Get the response from your LAN server, encrypt it, and send it to your client.

Is this making sense?

[cyberinstru]

FY/I:

The other way around to do this is, by queueing (achieved by iptables - QUEUE) the packet from kernel space to user space, process it (decryption) and then place it back in the kernel space. But this is a bit complex.

[bhupeshchawda]

That indeed makes sence but I am really a newbie and don't know how to make use of a proxy server...Can u help me in this regard also...

If to satisfy this condition, then instead of DNATting the traffic to the LAN server, receive the traffic on the router with the help of a proxy server, decrypt it, send the decrypted message to the DB server running on your LAN.

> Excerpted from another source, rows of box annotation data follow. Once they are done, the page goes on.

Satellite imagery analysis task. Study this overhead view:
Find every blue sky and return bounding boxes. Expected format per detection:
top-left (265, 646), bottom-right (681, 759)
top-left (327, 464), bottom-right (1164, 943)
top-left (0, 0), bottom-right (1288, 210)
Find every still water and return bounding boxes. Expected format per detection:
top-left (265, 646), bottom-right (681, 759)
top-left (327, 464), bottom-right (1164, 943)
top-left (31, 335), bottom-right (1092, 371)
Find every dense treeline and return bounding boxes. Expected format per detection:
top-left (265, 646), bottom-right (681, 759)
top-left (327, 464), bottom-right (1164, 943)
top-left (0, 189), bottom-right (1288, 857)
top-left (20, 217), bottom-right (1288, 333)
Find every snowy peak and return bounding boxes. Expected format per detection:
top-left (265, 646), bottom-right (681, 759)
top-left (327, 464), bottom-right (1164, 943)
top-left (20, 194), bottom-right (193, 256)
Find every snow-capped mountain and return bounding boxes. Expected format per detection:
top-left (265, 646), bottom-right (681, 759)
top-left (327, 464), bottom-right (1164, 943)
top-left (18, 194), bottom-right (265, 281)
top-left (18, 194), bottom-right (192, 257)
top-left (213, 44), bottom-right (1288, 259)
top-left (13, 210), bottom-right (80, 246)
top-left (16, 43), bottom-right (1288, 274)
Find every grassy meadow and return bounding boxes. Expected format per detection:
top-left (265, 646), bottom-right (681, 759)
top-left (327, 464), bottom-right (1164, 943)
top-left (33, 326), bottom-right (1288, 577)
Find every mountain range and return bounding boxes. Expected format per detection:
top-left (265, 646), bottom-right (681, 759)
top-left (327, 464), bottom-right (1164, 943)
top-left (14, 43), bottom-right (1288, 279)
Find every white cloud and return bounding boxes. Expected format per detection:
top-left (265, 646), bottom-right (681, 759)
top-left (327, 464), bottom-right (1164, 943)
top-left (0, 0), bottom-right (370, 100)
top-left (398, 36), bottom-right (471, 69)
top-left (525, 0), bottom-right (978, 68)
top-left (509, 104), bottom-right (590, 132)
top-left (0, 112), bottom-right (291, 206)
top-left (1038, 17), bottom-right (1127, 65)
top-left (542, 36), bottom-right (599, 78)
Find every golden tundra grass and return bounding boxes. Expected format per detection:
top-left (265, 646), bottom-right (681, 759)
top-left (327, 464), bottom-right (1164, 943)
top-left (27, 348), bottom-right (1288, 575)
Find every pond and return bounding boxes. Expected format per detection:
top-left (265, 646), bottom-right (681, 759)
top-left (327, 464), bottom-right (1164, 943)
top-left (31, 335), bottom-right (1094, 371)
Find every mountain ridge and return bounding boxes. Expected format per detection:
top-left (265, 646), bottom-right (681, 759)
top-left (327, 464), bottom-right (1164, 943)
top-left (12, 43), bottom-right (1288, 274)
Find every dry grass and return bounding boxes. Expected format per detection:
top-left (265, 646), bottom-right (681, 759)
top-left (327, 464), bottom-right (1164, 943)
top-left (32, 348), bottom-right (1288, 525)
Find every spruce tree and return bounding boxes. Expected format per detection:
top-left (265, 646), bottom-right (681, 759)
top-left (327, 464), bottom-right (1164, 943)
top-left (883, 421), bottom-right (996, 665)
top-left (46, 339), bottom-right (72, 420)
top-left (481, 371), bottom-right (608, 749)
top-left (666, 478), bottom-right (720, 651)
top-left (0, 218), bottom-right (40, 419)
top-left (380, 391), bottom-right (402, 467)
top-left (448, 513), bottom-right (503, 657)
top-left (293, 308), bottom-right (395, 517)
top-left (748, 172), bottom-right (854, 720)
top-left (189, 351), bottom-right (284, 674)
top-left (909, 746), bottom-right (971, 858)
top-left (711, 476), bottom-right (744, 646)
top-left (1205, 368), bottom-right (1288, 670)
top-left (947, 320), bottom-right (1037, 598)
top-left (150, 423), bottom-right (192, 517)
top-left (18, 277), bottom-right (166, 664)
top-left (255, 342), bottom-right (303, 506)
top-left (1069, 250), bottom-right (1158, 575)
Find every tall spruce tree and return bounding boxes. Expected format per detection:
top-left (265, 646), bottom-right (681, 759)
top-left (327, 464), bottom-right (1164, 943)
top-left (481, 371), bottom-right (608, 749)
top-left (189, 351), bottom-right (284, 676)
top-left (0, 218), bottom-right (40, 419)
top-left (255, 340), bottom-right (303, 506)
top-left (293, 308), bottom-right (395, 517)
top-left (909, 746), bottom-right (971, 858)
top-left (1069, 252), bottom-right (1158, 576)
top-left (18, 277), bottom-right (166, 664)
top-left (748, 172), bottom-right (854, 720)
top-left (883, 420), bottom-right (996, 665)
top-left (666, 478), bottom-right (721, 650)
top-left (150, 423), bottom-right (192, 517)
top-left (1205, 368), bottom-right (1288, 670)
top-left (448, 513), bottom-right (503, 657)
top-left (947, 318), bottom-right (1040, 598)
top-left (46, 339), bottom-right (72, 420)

Get the response from your LAN server, encrypt it, and send it to your client.

Is this making sense?

[bhupeshchawda]

Also what I thought that it may be possible using something like:

-d a.b.c.d --dport xxx -j REDIRECT --to my_ip:aaaa

OR

-d a.b.c.d --dport xxx -j DNAT --to-destination my_ip:aaaa

Am I making sense??

That indeed makes sence but I am really a newbie and don't know how to make use of a proxy server...Can u help me in this regard also...

[cyberinstru]

Which DB are you using?

R u planning to encrypt DB traffic with in-house built (custom) cipher?

[cyberinstru]

Also what I thought that it may be possible using something like:

-d a.b.c.d --dport xxx -j REDIRECT --to my_ip:aaaa

OR

-d a.b.c.d --dport xxx -j DNAT --to-destination my_ip:aaaa

Both conveys the same meaning. But in this case, you cannot process your traffic on the router, that is suppose ur req is.

[bhupeshchawda]

Actually I don't know anything about the DB server nor about the clients.
Yes I am using the DES-3 crypt algo.

Which DB are you using?

R u planning to encrypt DB traffic with in-house built (custom) cipher?